H.E. the Prime Minister of Palestine


to the Ad Hoc Liaison Committee


23 February 2021

Virtual Meeting



Opening Remarks


Your Excellency, Minister Ine Eriksen, Minister of Foreign Affairs of Norway, Chair of the AHLC,


Your Excellency, Mr. Josep Borrell, EU High Representative and Vice President of the European Commission,


Excellencies, Ministers of Foreign Affairs and senior government and UN officials,


Representatives of International Organizations,


Before I begin, I would like to take this opportunity to express our gratitude to Norway for chairing and organizing this virtual meeting and to the EU for Co-hosting. My sincere appreciation to the World Bank, the UN and the Office of the Quartet for preparing their informative reports and to every member of this forum for your continued support to our state building agenda. 


I would also like to welcome the new US representative to the AHLC. I look forward to working with the new US administration under President Biden.


Excellencies, Ladies and Gentlemen,


I speak to you at a critical time in our history.

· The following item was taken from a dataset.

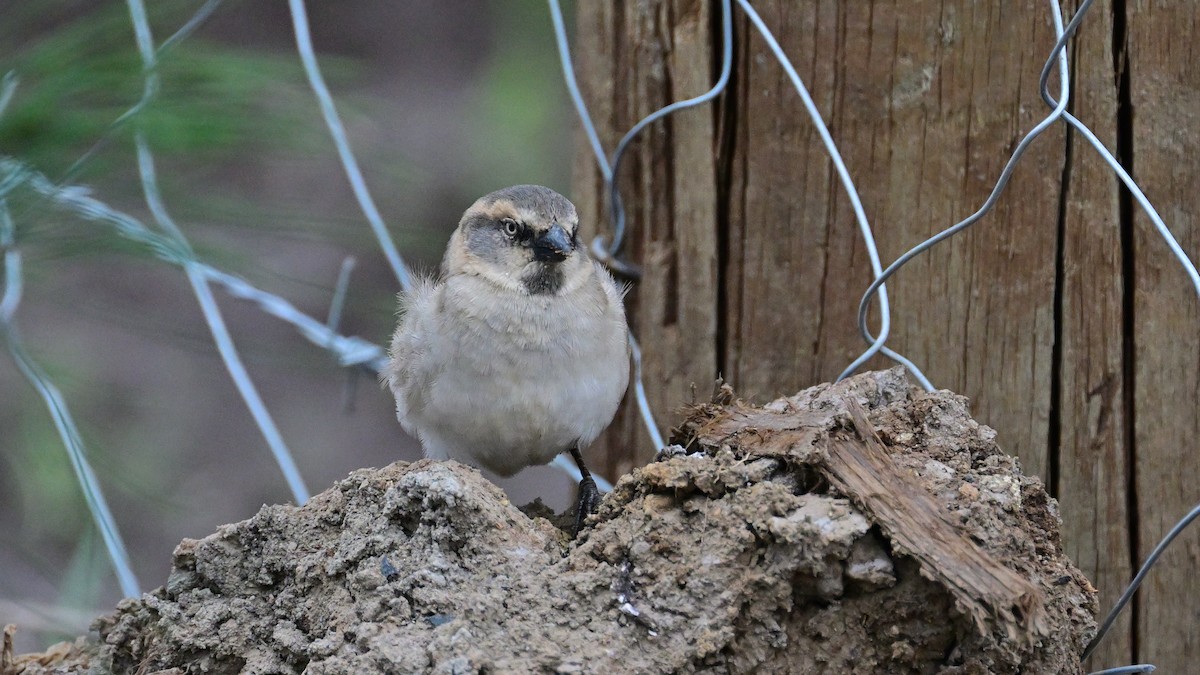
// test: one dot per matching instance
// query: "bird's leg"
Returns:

This last year was a time of unprecedented challenge – for our global community and our nation. In 2020, Palestine faced a triple crisis - health, economic and political.

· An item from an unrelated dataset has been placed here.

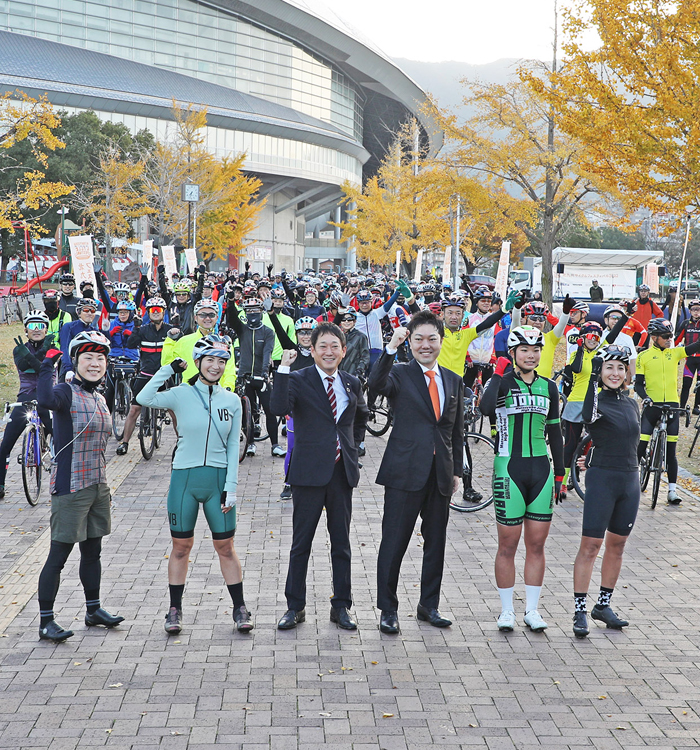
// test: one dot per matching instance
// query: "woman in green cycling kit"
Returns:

In the State of Palestine, we have worked with our partners to protect the lives and secure the livelihoods of our people from this triple crisis through targeted investment in health services and social protection. In total, over $310 million of COVID response was provided by international and national partners, with $52 million implemented through the Government of Palestine.


Still we paid a heavy human and economic price.


But, I want to speak today not just of our resilience in the face of a pandemic and work to recover from the economic crisis - but of our efforts to build the foundations of a better future.


2021 is a year of enormous opportunity for the State of Palestine – political renewal, health recovery, national unity, democratic renewal, and economic revival.


Peace Process and Not Peace Diplomacy


During our last meeting, we faced a very challenging and complex situation in Palestine; on the political level,  Israeli annexation plans, backed then by Trump’s Administration, and the absence of political perspectives, combined with economic crisis, all exacerbated by the Covid-19 pandemic.

We overcame those challenges. And we thank the international community for its firm stands to preserve international law and multilateralism. And for renewing its commitment towards the Palestinian rights and for peace based on the two-State solution. 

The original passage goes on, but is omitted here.